To prove that PQ is the diameter of the circle in the context of a cyclic quadrilateral WXYZ, we need to rely on some properties of cyclic quadrilaterals and angle bisectors. Let's break this down step by step.

Understanding Cyclic Quadrilaterals

A cyclic quadrilateral is a four-sided figure where all vertices lie on the circumference of a circle. One of the fascinating properties of cyclic quadrilaterals is that the opposite angles are supplementary. This means that the sum of the measures of opposite angles is 180 degrees. For our quadrilateral WXYZ, we have:

• ∠WXY + ∠WZY = 180°
• ∠XYZ + ∠XWZ = 180°

Angle Bisectors and Their Intersection

Now, let’s focus on the angle bisectors of angles XWZ and XYZ. When we draw the angle bisector of an angle, it divides the angle into two equal parts. Thus:

• Let ∠XWZ be divided into two angles, ∠XWP and ∠PZW, where P is the point where the bisector meets the circumcircle again.
• Similarly, let ∠XYZ be divided into angles, ∠XYQ and ∠QZY, where Q is the point where the bisector meets the circumcircle again.

This means:

• ∠XWP = ∠PZW
• ∠XYQ = ∠QZY

Applying the Inscribed Angle Theorem

The Inscribed Angle Theorem states that an angle inscribed in a semicircle is a right angle. This is crucial in our proof. Since P and Q are points where the angle bisectors intersect the circumcircle, we can use this theorem effectively. Specifically, we want to show that the angle ∠PQW and ∠PQZ are right angles.

By the property of cyclic quadrilaterals, we know that:

• ∠WPQ + ∠WZQ = 180° (because they are opposite angles)
• ∠PQW = ∠WZY = ∠XYZ/2 (since P is on the bisector of XWZ)
• ∠PQZ = ∠XWY = ∠XWZ/2 (since Q is on the bisector of XYZ)

Establishing Right Angles

From the relationships we've established, we can summarize:

• ∠PQW = ∠XYZ/2
• ∠PQZ = ∠XWZ/2

Now, since ∠WXY + ∠WZY = 180°, we can substitute:

• ∠XWZ + ∠XYZ = 180°

This implies that:

• ∠PQW + ∠PQZ = 90° + 90° = 180°,

indicating that line segment PQ subtends a right angle at the center of the circle.

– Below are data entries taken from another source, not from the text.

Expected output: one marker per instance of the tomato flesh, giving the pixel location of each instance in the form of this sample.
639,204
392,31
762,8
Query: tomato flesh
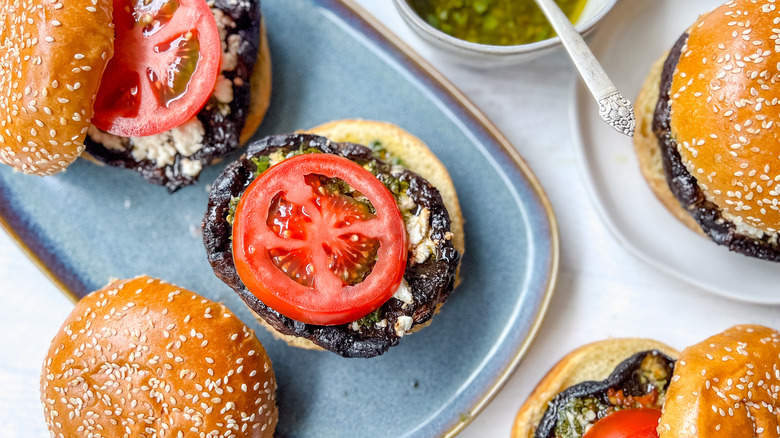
627,423
166,61
315,254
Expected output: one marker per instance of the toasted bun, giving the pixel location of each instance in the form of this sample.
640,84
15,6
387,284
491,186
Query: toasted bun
648,151
260,87
594,361
723,114
726,386
49,78
144,358
411,150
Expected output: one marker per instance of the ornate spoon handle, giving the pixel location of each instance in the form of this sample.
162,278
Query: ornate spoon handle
613,107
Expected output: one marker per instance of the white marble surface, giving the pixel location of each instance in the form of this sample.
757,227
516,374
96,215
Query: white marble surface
602,291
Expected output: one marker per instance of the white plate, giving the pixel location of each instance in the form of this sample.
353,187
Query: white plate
629,40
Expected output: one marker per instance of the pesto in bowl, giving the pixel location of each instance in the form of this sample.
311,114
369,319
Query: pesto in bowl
494,22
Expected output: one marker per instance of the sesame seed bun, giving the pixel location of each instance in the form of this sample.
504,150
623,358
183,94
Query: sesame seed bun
260,88
49,79
593,361
726,386
722,98
142,357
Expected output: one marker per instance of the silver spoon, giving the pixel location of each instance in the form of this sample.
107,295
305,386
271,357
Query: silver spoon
613,107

Therefore, by the Inscribed Angle Theorem, PQ must be a diameter of the circle.

Final Thoughts

In conclusion, through the properties of cyclic quadrilaterals and the behavior of angle bisectors, we have established that the line segment PQ indeed acts as the diameter of the circumcircle of quadrilateral WXYZ. This elegant relationship highlights the beautiful connections within geometric figures!